« November 2009
SunMonTueWedThuFriSat
1
2
3
4
5
6
7
8
9
10
12
13
14
15
16
17
18
19
20
21
22
23
24
25
26
27
28
29
30
     
       
Today
XML

Neat blogs

Navigation

Editing

Powered by Roller Weblogger.

statcounter.com

clustrmaps.com

Locations of visitors to this page

technorati.com

20080912 Friday September 12, 2008
Decoding data transfer across nfssys() syscall

I've got this new code to XDR encode in userland and XDR decode in the kernel. I can run the kernel and debug issues live, but that is bulky. So, instead, I'm going to write some tools to help me. First off, I already have routines for printing a policy, so I've already got the hard part out of the way.

Or do I?

You can't just call printf() in the kernel. And while you can use syslog() or cmn_err(), they have the nasty habit of inserting a line feed after every call. So this

        printf("Hello ");
        printf("Nurse!\n");

Would yield

Hello
Nurse!

On a strict translation. So, the easiest way to proceed is to collect it all in a buffer:

void
spe_print_policy_list(spe_policy_t *policies)
{
        spe_policy_t    *sp;
        char            *buf;
        int             offset;

        buf = kmem_zalloc(MAX_PRINT_BUF + 1, KM_SLEEP);
        offset = 0;
        for (sp = policies; sp; sp = sp->next) {
                spe_print_policy(sp, buf, &offset);
                cmn_err(CE_WARN, "%s", buf);
                buf[0] ='\0';
                offset = 0;
        }
        free(buf, MAX_PRINT_BUF + 1);
}

Note that this is debug code and probably will be thrown away. So, I still make sure to do garbage cleanup correctly, but I don't care about whether it should be CE_WARN or CE_NOTE.

Why am I passing an offset?

Well, we have the following functions, most of which emit information:

spe_bitcount(unsigned int n)
spe_print_address(uint_t addr, char *buf)
spe_print_netmask(uint_t mask, char *buf)
spe_print_leaf(spe_leaf_t *sl, char *buf)
spe_print_thunk(spe_thunk_t st, char *buf)
spe_print_attribute(spe_interior_t *si, char *buf)
spe_print_policy(spe_policy_t *sp, char *buf)
spe_print_policy_list(spe_policy_t *policies)

If I pass in just the buffer, I could advance it every time I wrote:

                len = sprintf(buf, "%c%u", sep, rev);
                spe_print_fool(fool, &buf[len + 1]);

Note, I wrote that second line off the top of my head, don't trust it!

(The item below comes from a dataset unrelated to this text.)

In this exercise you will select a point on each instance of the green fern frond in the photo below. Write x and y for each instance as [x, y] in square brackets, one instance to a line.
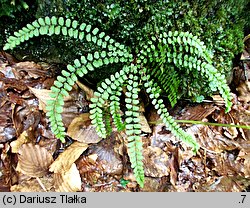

But that doesn't help you during a tree traversal. You print out the left side, come back out and you don't know much (or if at all) spe_print_fool changed the offset. So, instead I also pass in the offset to be used:

void
spe_print_netmask(uint_t mask, char *buf, int *poffset)
{
        int     t;
        int     len;

        t = spe_bitcount(mask);
        len = sprintf(&buf[*poffset], "/%u", t);
        *poffset = len + 1;
}

This way, the caller of spe_print_netmask will know where to write.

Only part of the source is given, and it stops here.